Das nächste Gespräch führt John herbei. Carol hat ihn beim Untersuchungsausschuß der Universität wegen sexueller Belästigung angezeigt. Das Verfahren läuft und droht, seine Karriere zu gefährden. Zunächst glaubt er, es handele sich um ein Mißverständnis, das mit sachlichen Argumenten aus dem Weg zu räumen ist, doch im Laufe des Gesprächs verhärten sich die Fronten. Carol besteht auf ihrer Lesart der Ereignisse, fühlt sich sicher, gewinnt zusehends an Boden, zumal sie eine ominöse Gruppe erwähnt, deren Sprecherin sie ist. Mehr und mehr wird John in die Ecke gedrängt und verliert die Beherrschung. Mit Lautstärke und nicht mit Argumenten will er verlorenes Terrain zurückgewinnen und begreift bestenfalls intuitiv, daß er sich damit um Kopf und Kragen redet. In seiner Verzweiflung und Panik faßt John die junge Frau bei den Armen, schüttelt sie ein wenig, wie, um sie zur Vernunft zu bringen.
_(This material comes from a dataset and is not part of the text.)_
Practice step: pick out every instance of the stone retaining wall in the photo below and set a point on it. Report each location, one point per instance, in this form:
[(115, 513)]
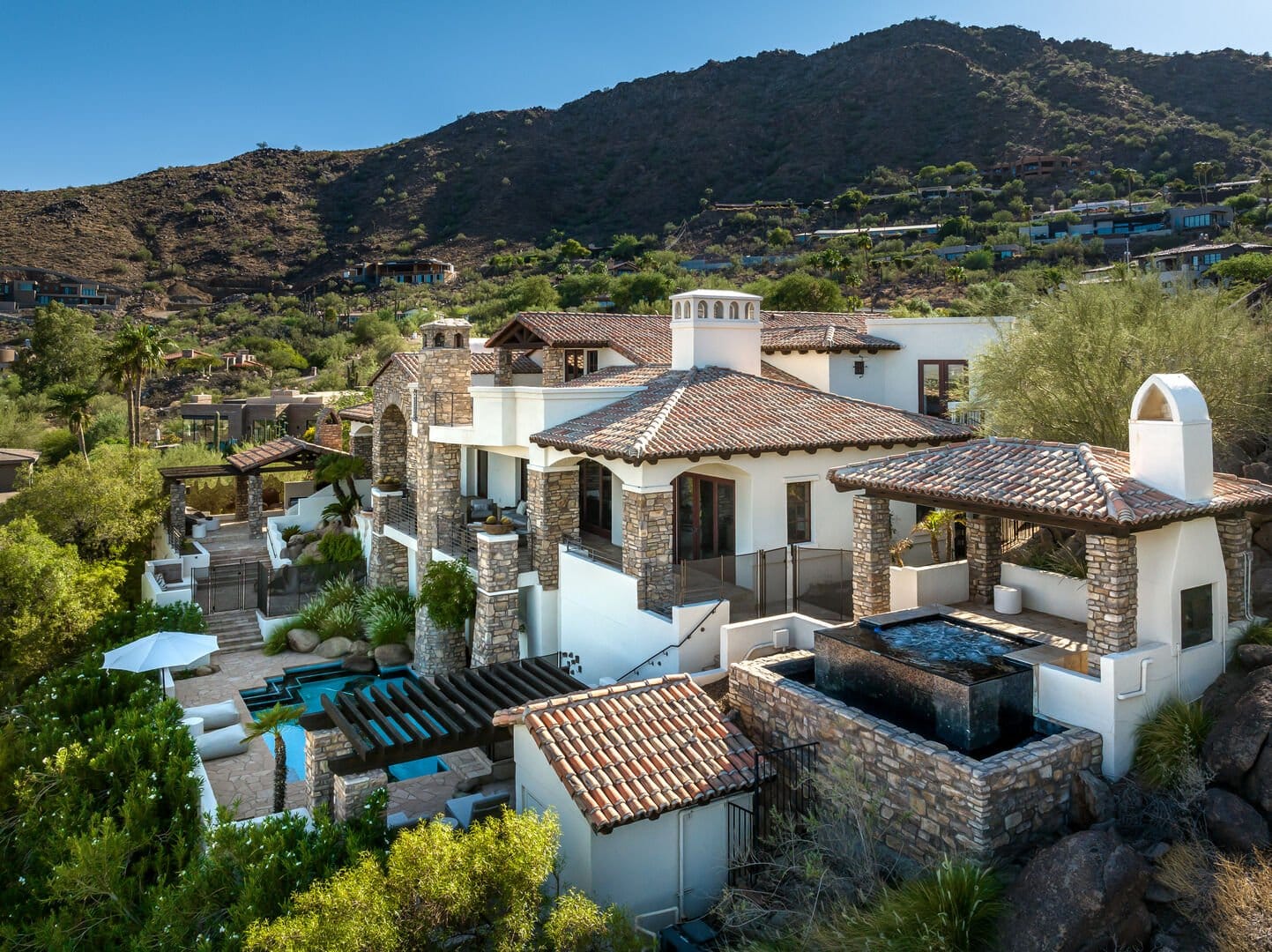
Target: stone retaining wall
[(934, 800)]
Der Psycho-Kampf der beiden findet seine Fortsetzung, als sich Carol verhandlungsbereit erklärt, zugleich jedoch eine Liste wissenschaftlicher Bücher vorlegt, die nach Meinung ihrer Gruppe auf den Index gehören: unter ihnen auch Johns Lehrbuch. Die Debatte wird heftiger und eskaliert. John, der ständig mit seiner Frau und seinem kleinen Sohn in telefonischem Kontakt steht, erfährt, daß Carol ihn eines Vergewaltigungsversuchs bezichtigt hat. Der Dozent sieht rot, greift zu körperlicher Gewalt und stellt sich nun völlig ins Abseits. Fast scheint es, als wolle er seine Studentin erschlagen. Erst im letzten Augenblick kommt er zur Besinnung, aber zu spät: seine Karriere und sein Privatleben sind zerstört, Trümmer soweit das Auge schaut, das verwüstete Studierzimmer ist die äußere Entsprechung des seelischen Zustandes.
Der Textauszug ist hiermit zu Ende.